LOG CABIN CHRONICLES

Climate change and voting reform

Posted 7.10.19
FRED RYAN

SHAWVILLE, QC | Real-media news seems focused on climate change, with a recent report of polling firm Abacus showing climate change as the number one concern in voters' minds across Canada. Climate change polled high even among committed Conservative voters.

We face two questions: how will the issue play out in the federal election coming within a few months? Will any winning government actually carry out its promises (as in voting reform, last election)?

Four parties with seats in Parliament have unveiled their climate change programs. Most of us wouldn't know this for sure, since Big Media has decided again to pretend there are only two parties running. Let's call them Party Tweedly-Dee and Party Tweedly-Dum, to avoid contentious feelings. So there's another problem in judging the climate change possibilities from our next government. (Rabble news has covered the four.)

Another kink is that the problem isn't climate change at all. It's climate catastrophe. Few political leaders admit this; perhaps they don't believe it, but then they've spent much of their careers not dealing with problems as much as spinning them in the interests of their parties.

Solar panel manufacturers or hydro producers don't have the resources to convince these parties of the real possibility of a climate catastrophe up ahead — not the resources of Big Oil and the auto industry.

Most of us, certainly me, don't have the resources to figure out for ourselves which climate proposals are the most likely to really help, and not merely help the friends of Tweedly-Dee and Tweedly-Dum. However, we each do have the capacity, eyesight and time to research out the climate proposals of each party.
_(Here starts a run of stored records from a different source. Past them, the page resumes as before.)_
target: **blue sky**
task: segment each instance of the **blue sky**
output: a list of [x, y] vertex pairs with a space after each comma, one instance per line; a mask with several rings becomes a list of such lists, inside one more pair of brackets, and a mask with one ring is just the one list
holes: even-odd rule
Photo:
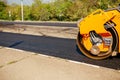
[[[20, 4], [21, 0], [7, 0], [9, 4], [12, 4], [12, 3], [17, 3], [17, 4]], [[50, 2], [50, 1], [53, 1], [53, 0], [42, 0], [43, 2]], [[23, 0], [23, 4], [32, 4], [33, 0]]]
Finding expert and unbiased advice on specific proposals is a greater challenge, but advice does exist.

And for anyone who doesn't have the time for this website reviewing and fact-checking, there's a short cut. It is to consider who is backing each party – who do these parties traditionally favour with regulatory lenience, subsidies, and tax cuts? That will tell us the strength of any party's commitment on climate change/catastrophe in general terms.

Who has been favoured by each party: who has benefited from the cannabis legalization, from cutting various budgets and regulatory regimes (like those protecting endangered species or waterways)? Pick several, ask who has benefitted, and there's a strong hint of what we'll get from each party. Each has a constellation of supporting interests, but there are always a few industrial and social sectors which hold sway in each party.

There's the answer, perhaps enough for a vote, even without studying the details of each party's climate proposals. This'll suggest which party(s) are free, and brave enough, to grapple with climate catastrophe.

It would be wise to study the whole platform – not merely the ‘green’ section. The whole platform is where interests show (or hide) themselves. And, reality-check, remember those voting reform promises.